This is a sharp account of one serious Russian view on Russian energy issues:

Mr Chubais has spent the past 10 years masterminding the break-up of UES, the Russian electricity monopoly, which will cease to exist next week after selling off its generators in the biggest liberalisation of Vladimir Putin’s presidency. His insistence that Europe is misreading Gazprom is striking as he is a frequent critic of the gas monopoly.

He warned Europe’s actions were part of a broader international tendency in oil and gas towards increasing state intervention and closing domestic markets – which he warned were a “dead end” and posed big risks “for the world and for Russia”. A return to protectionism was “madness”.

He’s right of course in that. But Europe’s problem is that these energy issues are not symmetrical.

Russia has energy on a vast scale. Europe does not.

In Europe the use of major energy contracts as a political policy tool is ruled out. That is not obviously the case in Russia.

So, battle is joined. How does Europe import Russian energy on a huge scale while exporting greater transparency/due process back up the supply chain into Russia? Does Russia use its energy predominance craftily to export its political worldview as well?

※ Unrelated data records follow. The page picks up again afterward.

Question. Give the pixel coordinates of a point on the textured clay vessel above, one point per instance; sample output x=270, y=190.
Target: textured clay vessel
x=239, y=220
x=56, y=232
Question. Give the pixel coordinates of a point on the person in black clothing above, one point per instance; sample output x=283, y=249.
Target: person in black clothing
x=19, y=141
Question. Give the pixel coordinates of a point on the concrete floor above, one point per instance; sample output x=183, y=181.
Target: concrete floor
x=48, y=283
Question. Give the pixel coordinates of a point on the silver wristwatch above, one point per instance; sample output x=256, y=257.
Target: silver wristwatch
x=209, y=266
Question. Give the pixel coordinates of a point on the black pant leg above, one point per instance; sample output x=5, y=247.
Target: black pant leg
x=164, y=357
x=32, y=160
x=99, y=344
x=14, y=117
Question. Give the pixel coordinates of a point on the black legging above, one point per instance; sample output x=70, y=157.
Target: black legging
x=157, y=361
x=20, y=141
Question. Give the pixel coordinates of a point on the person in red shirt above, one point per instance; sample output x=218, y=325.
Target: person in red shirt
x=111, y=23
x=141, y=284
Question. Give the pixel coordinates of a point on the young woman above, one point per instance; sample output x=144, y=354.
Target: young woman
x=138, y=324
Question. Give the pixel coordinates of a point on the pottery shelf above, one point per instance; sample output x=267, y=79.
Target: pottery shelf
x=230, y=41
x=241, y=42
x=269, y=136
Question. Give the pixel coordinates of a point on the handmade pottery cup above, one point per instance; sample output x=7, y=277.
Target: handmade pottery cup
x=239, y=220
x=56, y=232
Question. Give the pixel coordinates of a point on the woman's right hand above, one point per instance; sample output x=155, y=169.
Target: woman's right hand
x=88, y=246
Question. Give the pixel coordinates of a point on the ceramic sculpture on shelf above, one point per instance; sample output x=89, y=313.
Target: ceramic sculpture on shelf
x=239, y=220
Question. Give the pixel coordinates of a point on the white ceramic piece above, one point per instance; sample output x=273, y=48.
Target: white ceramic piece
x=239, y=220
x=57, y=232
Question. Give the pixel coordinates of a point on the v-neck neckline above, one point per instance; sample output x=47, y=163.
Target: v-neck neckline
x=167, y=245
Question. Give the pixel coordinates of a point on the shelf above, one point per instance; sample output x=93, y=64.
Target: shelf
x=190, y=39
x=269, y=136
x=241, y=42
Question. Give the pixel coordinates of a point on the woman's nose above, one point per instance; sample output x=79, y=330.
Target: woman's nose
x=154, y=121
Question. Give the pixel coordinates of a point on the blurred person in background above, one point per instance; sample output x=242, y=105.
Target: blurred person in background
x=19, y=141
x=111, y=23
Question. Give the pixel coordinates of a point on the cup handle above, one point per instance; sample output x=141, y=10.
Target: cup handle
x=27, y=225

See eg the reluctance in many parts of the EU (not only ultra-cautious Poland) to allow Russian interests to buy key energy assets, for fear that those assets will not be managed in a purely commercial way for purely commercial purposes.

Not surprising, given the way Russia under current management weighs in to rewrite former contracts and grab better terms when it feels like it.

But Mr Chubais has a point here:

Mr Chubais insisted ending subsidised gas supplies to former Soviet states was about “stopping handing out money for free”. “Why the hell should we supply gas to Ukraine” for discount prices, he asked. “And meanwhile, forgive me, these scoundrels are stealing gas…

I wrote about this problem back in 1996 while at the Embassy in Moscow. I said that the West hypocritically nagged post-communist Russia to behave in a market way, but then complained about Russian ‘bullying’ when Russia pressed eg Ukraine and Serbia to move towards paying market-prices for energy and stop ‘diverting’ gas supplies improperly.

That said, for a long time it suited Russia to leave other former Soviet republics and parts of the Balkans hooked on cheap energy as a way of keeping them within the Russian ‘sphere of influence’.

Maybe we are finally emerging from that period to a tougher game, based on world prices with ‘influence’ won or lost via different means?